France, UK to cohost talks on Hormuz
By JONATHAN POWELL in London | CHINA DAILY | Updated: 2026-04-16 09:41
French President Emmanuel Macron and the United Kingdom's Prime Minister Keir Starmer will cohost a video-conference with international leaders on Friday, aiming to chart a plan to secure the Strait of Hormuz.
The office of the French president said it would lead talks on a "multilateral and purely defensive mission" to restore freedom of navigation in the strait when security conditions allow.
The statement said "nonbelligerent" countries willing to contribute to the mission would take part, though names of other participating countries were not specified.
A spokesperson for the UK prime minister's office said: "The summit will advance work toward a coordinated, independent, multinational plan to safeguard international shipping once the conflict ends."
In a social media post, Starmer said Britain had convened "more than 40 nations who share our aim to restore freedom of navigation".

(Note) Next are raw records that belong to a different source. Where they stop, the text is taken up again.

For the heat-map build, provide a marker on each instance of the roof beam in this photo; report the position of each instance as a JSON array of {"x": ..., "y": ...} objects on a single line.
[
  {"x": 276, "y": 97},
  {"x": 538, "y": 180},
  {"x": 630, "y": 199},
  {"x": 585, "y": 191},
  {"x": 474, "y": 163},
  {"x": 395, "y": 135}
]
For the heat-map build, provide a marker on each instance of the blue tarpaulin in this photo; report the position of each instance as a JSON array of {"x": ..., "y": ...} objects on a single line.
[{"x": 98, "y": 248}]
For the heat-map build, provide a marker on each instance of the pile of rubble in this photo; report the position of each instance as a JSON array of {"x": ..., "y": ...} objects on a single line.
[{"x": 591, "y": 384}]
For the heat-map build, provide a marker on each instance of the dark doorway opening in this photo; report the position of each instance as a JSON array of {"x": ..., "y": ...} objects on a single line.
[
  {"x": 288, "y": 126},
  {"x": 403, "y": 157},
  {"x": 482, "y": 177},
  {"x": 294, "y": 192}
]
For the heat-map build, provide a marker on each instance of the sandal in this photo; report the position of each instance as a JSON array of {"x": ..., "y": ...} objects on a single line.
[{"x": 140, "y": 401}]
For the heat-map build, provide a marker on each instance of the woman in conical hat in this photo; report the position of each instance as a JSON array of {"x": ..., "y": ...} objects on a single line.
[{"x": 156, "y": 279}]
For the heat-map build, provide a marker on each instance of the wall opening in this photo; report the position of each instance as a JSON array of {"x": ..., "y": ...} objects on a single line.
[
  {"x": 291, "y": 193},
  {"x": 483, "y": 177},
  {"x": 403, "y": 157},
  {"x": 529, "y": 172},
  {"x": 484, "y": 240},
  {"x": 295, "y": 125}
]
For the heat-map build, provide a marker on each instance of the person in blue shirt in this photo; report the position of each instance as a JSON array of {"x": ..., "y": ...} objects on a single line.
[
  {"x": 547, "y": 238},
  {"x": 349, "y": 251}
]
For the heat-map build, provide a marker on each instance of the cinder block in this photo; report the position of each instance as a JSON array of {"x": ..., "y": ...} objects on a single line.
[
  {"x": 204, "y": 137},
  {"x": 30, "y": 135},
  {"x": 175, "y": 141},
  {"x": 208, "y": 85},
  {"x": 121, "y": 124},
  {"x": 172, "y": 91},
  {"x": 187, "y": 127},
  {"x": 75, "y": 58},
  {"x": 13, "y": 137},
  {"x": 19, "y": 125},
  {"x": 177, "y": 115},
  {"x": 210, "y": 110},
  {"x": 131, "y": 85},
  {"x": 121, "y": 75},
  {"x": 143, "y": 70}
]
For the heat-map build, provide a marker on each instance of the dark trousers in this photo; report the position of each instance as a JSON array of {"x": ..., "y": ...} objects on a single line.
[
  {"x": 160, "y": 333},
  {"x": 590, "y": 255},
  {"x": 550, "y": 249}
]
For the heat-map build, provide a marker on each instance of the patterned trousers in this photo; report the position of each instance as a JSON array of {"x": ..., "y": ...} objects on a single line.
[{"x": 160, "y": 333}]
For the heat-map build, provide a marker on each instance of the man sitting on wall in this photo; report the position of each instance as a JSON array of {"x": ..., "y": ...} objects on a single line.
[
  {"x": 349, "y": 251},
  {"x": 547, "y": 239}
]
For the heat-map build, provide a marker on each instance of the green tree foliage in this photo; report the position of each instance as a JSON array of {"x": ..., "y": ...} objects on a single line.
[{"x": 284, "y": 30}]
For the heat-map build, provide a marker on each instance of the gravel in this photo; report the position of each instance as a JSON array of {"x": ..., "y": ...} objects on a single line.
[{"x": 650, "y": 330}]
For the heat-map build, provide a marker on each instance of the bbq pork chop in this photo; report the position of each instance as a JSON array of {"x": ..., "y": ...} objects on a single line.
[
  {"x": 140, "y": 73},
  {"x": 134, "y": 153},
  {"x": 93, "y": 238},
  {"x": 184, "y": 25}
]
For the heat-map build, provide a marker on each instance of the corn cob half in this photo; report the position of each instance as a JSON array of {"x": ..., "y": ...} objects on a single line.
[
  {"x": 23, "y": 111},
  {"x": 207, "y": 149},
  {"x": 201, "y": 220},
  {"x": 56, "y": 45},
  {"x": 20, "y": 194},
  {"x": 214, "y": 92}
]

"The ongoing closure of the Strait of Hormuz is deeply damaging. Getting global shipping moving is vital to easing cost-of-living pressures," Starmer said.
Earlier in the week, Macron said on X that the initiative would aim to establish a "peaceful multinational mission" to secure maritime routes through the strategic waterway, stressing it will be "strictly defensive" and separate from the parties to the conflict. He said the mission would be deployed "as soon as circumstances permit".
French Foreign Minister Jean-Noel Barrot told Radio France Internationale on Tuesday that "several dozen countries" had already taken part in "preparatory work led in particular by the chiefs of staff to define the framework for such a mission". "It is a matter of coordinating with the coastal states," he added.
The announcement came after US President Donald Trump said a blockade on Iranian ports would take effect on Monday.
US-Israeli strikes on Iran have set off a region-wide war that has choked traffic through the strait, a vital artery for global oil and gas.
The US announcement of a naval blockade came after weekend talks between Washington and Tehran in Pakistan, aiming to end the war that began on Feb 28, collapsed.
The United Nations maritime agency's chief said on Monday that no nation has the legal right to close the Strait of Hormuz.
"In accordance with international law, no country has the right to prohibit the right of innocent passage or the freedom of navigation through international straits that are used for international transit," Secretary-General Arsenio Dominguez, head of the International Maritime Organization, told a news conference.
"De-escalation is what is going to start helping us address the crisis and bring shipping back to the way that we used to operate," he added.